Black Vietnam Veteran to Receive Medal of Honor After Six Decades | Video

    Paris Davis – screenshot

    *After a delay of nearly six decades, one of the first Black officers in the Green Berets will receive the Medal of Honor. 

    President Joe Biden called Col. Paris Davis (ret.) on Monday to inform him that he will receive the Medal of Honor “for his remarkable heroism during the Vietnam War,” according to a White House statement, CBS News reports.

    “The call today from President Biden prompted a wave of memories of the men and women I served with in Vietnam – from the members of 5th Special Forces Group and other U.S. military units to the doctors and nurses who cared for our wounded,” Davis said in a statement released by him and his family. 

    “I am so very grateful for my family and friends within the military and elsewhere who kept alive the story of A-team, A-321 at Camp Bong Son. I think often of those fateful 19 hours on June 18, 1965 and what our team did to make sure we left no man behind on that battlefield,” Davis added.

    READ MORE: Black Civil War Veterans’ Burial Ground is Restored By Church To Honor Their Legacy

    In Vietnam, Davis, who is now retired, broke barriers on the battlefield. He disobeyed orders and rescued his troops who were wounded in an attack in 1965. He never received his Medal of Honor because his paperwork mysteriously vanished in Vietnam nearly 56 years ago in 1965 — amid civil rights protests in the U.S. Read more about his story HERE

    Military historian Doug Sterner noted that Davis’ case is unique.
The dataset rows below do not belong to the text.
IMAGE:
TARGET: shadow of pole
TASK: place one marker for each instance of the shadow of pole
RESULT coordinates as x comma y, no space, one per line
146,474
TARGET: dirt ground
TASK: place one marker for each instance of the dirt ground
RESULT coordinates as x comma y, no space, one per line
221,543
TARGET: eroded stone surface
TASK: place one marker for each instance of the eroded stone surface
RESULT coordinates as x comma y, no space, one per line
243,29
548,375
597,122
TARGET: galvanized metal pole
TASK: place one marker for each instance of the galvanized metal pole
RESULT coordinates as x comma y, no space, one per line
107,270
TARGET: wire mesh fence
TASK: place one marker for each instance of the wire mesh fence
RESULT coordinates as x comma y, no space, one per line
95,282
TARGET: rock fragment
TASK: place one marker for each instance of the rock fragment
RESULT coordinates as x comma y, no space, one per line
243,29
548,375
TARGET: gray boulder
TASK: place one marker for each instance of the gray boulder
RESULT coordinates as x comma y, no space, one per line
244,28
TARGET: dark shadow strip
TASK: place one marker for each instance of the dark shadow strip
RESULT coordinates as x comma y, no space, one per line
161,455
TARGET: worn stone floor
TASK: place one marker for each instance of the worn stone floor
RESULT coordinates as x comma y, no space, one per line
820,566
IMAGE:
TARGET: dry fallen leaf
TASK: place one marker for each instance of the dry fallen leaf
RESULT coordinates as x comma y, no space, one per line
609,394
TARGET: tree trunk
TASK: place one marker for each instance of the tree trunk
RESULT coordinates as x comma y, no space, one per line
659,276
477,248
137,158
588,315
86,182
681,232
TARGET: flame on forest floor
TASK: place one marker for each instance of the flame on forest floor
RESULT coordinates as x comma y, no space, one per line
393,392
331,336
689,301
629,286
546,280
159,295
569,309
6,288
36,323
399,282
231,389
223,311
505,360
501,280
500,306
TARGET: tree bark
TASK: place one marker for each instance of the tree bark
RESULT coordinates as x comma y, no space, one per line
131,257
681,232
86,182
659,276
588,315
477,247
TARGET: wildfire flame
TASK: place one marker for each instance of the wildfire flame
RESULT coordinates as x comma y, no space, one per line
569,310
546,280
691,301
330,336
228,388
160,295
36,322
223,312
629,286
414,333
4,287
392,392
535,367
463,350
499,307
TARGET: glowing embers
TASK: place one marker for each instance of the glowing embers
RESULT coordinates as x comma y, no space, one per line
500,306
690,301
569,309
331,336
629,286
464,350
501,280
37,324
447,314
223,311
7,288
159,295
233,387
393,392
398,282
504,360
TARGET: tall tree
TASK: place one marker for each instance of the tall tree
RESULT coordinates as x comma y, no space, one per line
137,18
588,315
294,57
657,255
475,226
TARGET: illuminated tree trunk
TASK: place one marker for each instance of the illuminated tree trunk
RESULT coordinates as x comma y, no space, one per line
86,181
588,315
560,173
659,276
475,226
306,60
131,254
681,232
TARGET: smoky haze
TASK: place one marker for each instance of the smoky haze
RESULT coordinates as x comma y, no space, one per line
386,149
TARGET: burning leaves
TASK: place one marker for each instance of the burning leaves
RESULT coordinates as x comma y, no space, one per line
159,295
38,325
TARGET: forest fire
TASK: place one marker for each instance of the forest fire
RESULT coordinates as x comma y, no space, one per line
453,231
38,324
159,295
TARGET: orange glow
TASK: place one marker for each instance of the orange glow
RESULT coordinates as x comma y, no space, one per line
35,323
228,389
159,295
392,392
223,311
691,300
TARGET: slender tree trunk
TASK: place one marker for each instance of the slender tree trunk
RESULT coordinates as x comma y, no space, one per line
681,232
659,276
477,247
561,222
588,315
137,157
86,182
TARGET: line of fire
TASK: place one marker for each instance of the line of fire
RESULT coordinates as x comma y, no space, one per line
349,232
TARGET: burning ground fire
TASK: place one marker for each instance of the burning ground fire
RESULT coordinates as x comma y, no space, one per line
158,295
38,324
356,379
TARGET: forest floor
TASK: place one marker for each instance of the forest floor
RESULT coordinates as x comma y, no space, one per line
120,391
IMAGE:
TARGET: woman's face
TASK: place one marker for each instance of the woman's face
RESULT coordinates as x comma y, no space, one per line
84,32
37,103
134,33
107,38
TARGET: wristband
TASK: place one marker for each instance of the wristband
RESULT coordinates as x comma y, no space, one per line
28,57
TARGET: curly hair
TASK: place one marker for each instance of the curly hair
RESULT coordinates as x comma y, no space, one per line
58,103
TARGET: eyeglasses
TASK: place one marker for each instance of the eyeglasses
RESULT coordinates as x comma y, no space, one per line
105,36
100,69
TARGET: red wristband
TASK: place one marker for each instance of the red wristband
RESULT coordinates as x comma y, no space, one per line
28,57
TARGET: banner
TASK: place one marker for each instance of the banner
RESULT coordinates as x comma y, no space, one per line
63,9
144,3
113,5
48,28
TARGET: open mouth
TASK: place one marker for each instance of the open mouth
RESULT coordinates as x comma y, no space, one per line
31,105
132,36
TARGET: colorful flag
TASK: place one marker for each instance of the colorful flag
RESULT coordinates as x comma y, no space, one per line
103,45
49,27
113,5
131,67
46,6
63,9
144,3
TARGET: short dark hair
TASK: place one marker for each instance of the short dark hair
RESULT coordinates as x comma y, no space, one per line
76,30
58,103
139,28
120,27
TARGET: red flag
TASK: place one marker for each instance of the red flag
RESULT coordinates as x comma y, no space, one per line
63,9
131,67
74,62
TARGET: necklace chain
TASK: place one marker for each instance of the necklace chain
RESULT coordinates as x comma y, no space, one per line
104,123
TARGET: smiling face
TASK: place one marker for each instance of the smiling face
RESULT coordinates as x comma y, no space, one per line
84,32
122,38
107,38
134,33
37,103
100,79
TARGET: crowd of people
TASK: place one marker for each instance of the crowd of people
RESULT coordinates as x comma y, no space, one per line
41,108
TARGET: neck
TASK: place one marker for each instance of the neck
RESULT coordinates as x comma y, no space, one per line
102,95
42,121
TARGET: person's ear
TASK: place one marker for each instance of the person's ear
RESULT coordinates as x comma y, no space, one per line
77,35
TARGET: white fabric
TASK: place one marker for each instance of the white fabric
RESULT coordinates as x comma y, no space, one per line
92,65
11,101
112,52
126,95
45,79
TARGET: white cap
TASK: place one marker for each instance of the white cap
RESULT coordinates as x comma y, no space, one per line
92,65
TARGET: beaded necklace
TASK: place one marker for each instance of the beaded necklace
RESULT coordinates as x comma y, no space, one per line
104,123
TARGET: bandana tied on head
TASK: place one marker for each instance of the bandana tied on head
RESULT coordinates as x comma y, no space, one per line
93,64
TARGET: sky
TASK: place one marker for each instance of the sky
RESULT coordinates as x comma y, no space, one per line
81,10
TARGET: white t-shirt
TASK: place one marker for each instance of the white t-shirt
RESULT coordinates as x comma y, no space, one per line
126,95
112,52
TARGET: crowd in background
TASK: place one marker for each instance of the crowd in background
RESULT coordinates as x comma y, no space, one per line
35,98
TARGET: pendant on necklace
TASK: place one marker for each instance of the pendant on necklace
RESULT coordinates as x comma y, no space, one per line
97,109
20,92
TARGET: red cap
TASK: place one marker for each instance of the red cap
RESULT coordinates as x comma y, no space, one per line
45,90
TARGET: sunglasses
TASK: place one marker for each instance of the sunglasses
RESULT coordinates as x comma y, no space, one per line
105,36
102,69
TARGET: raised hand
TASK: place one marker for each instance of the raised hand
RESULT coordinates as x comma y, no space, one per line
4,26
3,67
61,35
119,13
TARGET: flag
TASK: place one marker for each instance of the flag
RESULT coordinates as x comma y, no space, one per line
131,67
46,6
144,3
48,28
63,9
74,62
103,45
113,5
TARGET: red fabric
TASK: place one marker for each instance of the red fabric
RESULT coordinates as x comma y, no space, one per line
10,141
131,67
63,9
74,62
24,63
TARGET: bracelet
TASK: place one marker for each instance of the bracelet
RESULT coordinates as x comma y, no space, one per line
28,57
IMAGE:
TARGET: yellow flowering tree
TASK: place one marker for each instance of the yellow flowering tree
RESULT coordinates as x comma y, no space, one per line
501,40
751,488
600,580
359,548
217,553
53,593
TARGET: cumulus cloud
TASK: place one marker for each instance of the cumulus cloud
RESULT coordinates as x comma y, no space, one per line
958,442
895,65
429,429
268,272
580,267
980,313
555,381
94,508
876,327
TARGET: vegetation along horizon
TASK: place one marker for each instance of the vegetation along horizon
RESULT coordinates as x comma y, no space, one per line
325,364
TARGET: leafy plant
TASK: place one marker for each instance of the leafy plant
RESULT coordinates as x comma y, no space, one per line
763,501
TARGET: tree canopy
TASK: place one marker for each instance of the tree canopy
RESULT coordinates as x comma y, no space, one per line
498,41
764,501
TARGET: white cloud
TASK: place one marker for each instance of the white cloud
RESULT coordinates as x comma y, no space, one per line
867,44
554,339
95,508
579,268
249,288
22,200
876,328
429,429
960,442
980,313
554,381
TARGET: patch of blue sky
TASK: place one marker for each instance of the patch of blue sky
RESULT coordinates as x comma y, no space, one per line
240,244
    “This is a veteran, a war hero, who was submitted for our nation’s highest honor, and the paperwork for that award was actually lost. The military is redundant in paperwork, if nothing else. And so it’s very rare for that to occur,” said Sterner, who served two tours in Vietnam and has written 108 books on service medals, per CBS News. 

    Davis spoke to CBS News about the effort undertaken by a group of volunteers and veterans to get him the recognition he deserves.

    “I know race was a factor,” Davis told CBS about his missing paperwork. He recalled telling troops, “you can call me Capt. Davis … but you can’t call me a n*****.” But “it did happen,” Davis said.

    During the interview, Davis made clear, however, that race was not a factor when soldiers were under attack.

    “When you’re out there fighting, and things are going on like that, everybody’s your friend, and you’re everybody’s friend…the bullets have no color, no names,” he said.

    Fellow veteran Billy Waugh recalled in a 2021 interview being shot multiple times in the legs during the war and was unable to walk. “We ended up in an open area together,” Waugh said of Davis. “He grabbed me, and he (dragged) me.”

    Waugh said he submitted Medal of Honor paperwork for Davis, as did Davis’ commander, Billy Cole. But Davis never received the award and his file disappeared. According to the Defense Department, a 1969 military review “did not reveal any file on Davis.”

    Former acting US defense secretary Christopher Miller ordered a review of Davis’ case in January 2021. 

    Miller noted in an opinion piece in USA Today that “bureaucracy has a way of perpetuating injustice”.

    “Awarding Davis the Medal of Honor now might not untangle much military bureaucracy,” he wrote. “But it would address an injustice.”

    The White House has not confirmed a date for Col Davis’ medal ceremony.